Ships, planes and remote businesses rely for internet connections on signals sent from geostationary orbit, but this method is too pricey for widespread adoption. Beaming the internet via satellites orbiting closer to the planet has been tried before. The idea was popular at the height of the tech boom of the late 1990s. Three companies—Teledesic, Iridium and Globalstar—poured tens of billions of dollars into the low-Earth orbit (leo) satellite internet. It culminated in the collapse of Teledesic. Although the technology of the time worked, it was very costly and so the services on offer had to be hugely expensive, too. Iridium survived, but as a niche provider of satellite telephony, not a purveyor of cheap and fast internet access.

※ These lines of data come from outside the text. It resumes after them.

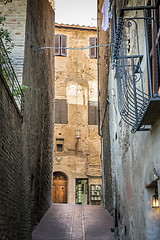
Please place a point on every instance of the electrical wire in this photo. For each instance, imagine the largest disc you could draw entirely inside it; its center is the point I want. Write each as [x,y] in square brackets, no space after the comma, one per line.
[82,48]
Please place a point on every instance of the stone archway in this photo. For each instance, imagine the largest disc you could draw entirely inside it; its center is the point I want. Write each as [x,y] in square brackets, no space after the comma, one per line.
[60,183]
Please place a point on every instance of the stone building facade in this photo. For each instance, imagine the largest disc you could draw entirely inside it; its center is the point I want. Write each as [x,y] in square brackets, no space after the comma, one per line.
[133,108]
[26,147]
[77,163]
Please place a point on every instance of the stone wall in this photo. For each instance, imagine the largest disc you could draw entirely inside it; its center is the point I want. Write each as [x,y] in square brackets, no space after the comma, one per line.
[76,82]
[134,159]
[14,173]
[15,23]
[104,66]
[27,148]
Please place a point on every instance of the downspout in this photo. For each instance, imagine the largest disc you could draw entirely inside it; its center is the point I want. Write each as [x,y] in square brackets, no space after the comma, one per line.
[98,64]
[99,128]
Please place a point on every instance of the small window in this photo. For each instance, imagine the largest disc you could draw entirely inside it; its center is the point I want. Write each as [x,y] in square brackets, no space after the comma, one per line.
[92,113]
[59,144]
[59,147]
[61,111]
[93,51]
[60,44]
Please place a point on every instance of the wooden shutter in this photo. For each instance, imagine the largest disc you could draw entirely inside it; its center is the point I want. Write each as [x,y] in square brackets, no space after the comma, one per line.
[57,45]
[92,113]
[93,51]
[63,44]
[61,111]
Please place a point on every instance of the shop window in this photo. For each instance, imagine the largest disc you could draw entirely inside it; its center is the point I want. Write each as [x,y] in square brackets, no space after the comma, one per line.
[96,194]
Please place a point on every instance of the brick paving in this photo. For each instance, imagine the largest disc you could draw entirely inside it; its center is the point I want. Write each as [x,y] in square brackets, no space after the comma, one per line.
[74,222]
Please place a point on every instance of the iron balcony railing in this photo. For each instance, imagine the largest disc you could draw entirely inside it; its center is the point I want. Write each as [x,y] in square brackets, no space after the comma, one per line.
[133,72]
[10,79]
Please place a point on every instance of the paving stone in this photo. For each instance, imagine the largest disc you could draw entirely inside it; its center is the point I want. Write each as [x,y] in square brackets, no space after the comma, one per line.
[74,222]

OneWeb is among several firms that are trying leo satellites again. SpaceX, a rocket company founded by Elon Musk, a tech entrepreneur, is guarded about its proposed system, Starlink, but on November 15th American regulators approved an application for 7,518 satellites at an altitude of 340km (bringing the total for which the firm has approval to nearly 12,000). Telesat, a Canadian firm, has plans for a 512-satellite constellation. LeoSat, a startup with Japanese and Latin American backers, aims to build a 108-satellite network aimed at providing super-fast connections to businesses. Iridium, still in the game, will launch the final ten satellites in its new constellation of 66 by the end of the year. Not to be outdone, a Chinese state-owned firm recently announced the construction of a 300-satellite constellation. In ten years’ time, if all goes to plan, these new firms will have put more satellites into orbit by themselves than the total launched to date (see chart).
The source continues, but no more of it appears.